As of July 2021, 40.4 million Americans have attended college but stopped out before earning any credential. That’s a 3.6% increase, equal to 1.4 million more “some college, no credential” (SCNC) students over the prior year. These data come from a new report – Some College, No Credential (SCNC) Student Outcomes: Annual Progress Report – from the National Student Clearinghouse Research Center.

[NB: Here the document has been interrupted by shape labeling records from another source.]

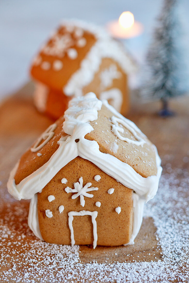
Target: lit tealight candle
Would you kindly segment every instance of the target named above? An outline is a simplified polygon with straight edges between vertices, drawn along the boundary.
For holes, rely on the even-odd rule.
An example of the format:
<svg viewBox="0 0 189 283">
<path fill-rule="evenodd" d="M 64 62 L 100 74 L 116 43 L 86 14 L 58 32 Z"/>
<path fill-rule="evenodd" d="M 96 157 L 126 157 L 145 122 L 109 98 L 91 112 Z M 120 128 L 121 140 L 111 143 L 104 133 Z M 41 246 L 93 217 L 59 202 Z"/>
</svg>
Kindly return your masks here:
<svg viewBox="0 0 189 283">
<path fill-rule="evenodd" d="M 129 11 L 122 13 L 118 21 L 108 23 L 107 27 L 112 35 L 117 38 L 134 37 L 143 31 L 142 24 L 135 21 L 133 14 Z"/>
</svg>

The increase in the SCNC population stems from two sources: fewer re-enrollments by previously identified SCNC students and 2.3 million newly identified SCNC students. During academic year 2021/22, nearly 80,000 fewer SCNC students re-enrolled, 7,000 fewer completed a credential within a year, and 23,100 fewer persevered to a second year of re-enrollment than the previous year.

“Growing numbers of stop-outs and fewer returning students have contributed to the broader enrollment declines in recent years,” said Doug Shapiro, executive director of the National Student Clearinghouse Research Center, in its news release. “While our latest enrollment reportsuggests this trend may be stabilizing, it is still uncertain when or how colleges might return to pre-pandemic levels. Today’s report can help states and institutions understand the avenues of success for returning SCNC students and identify areas of opportunity for better supporting their needs.”

The report recommends that states seeking to increase the percentage of adults with a post=secondary credential focus on two subgroups of students who’ve demonstrated better re-enrollment and completion outcomes than the SCNC group overall. Those are potential completers and recent stop-outs. Potential completers have already made at least two years’ worth of academic progress up to their last enrollment in college. Recent stop-outs are newly identified SCNC – those students who have stopped out since the previous SCNC report released in May 2022.

  • About 2.9 million (or 7.3% of the SCNC population) are “potential completers.”
  • About 2.3 million students are in the “recent stop out” group.

The overall annual re-enrollment rate last year for the SCNC group was 864,800 students, a decrease in the rate of ten-enrollment from the prior year from 2.4% to 2.1%, and the credential completion rate within a year of re-enrolling fell from 6.4% to 6.2%. However, both the potential completer and recent stop-out groups were much more likely to re-enroll (6.1% and 9.4%, respectively) and to complete a credential within a year after re-enrolling (11.6% and 7.1%, respectively).

Almost 39% of all re-enrollees returned to the same institution where they last enrolled. Recent stop-outs and potential completers were even more likely to return to the same institution (52.8% and 45.4%, respectively). Across all re-enrollment pathways, students who returned to the community college they last attended made up the largest share (213,500, 24.7%).

Most SCNC students were younger than 35 at the time of their last enrollment. Nearly a quarter (24.6%) of recent stop-outs were under, and 55.6 % of potential completers were in their early 20s. Younger students were also more likely to re-enroll than older SCNS students.

Racial minorities were overrepresented among SCNC students, and women were just slightly more common than men in the group. Latinx and Black students collectively comprised 43% of the total SCNC students who had valid race and ethnicity data, compared to 34.7% among overall undergraduates.

In addition to detailing the SCNC population growth nationally, the report also shows changes in the SCNC population at the state level. Every state saw an increase in the size of its SCNC population, with the largest SCNC numbers occurring in California, Texas, New York, Illinois and Florida. Delaware (7.9%), Arizona (6.6%), and the District of Columbia (5.6%) saw the largest annual percentage increases in the SCNC population.

About the National Student Clearinghouse Research Center

The NSCRC is the research arm of the National Student Clearinghouse.It collaborates with higher education institutions, states, school districts, high schools, and educational organizations to gather accurate longitudinal data that can be used to guide educational policy decisions. NSCRC analyzes data from 3,600 postsecondary institutions, which represented 97% of the nation’s postsecondary enrollment in Title IV degree-granting institutions in the U.S., as of 2020.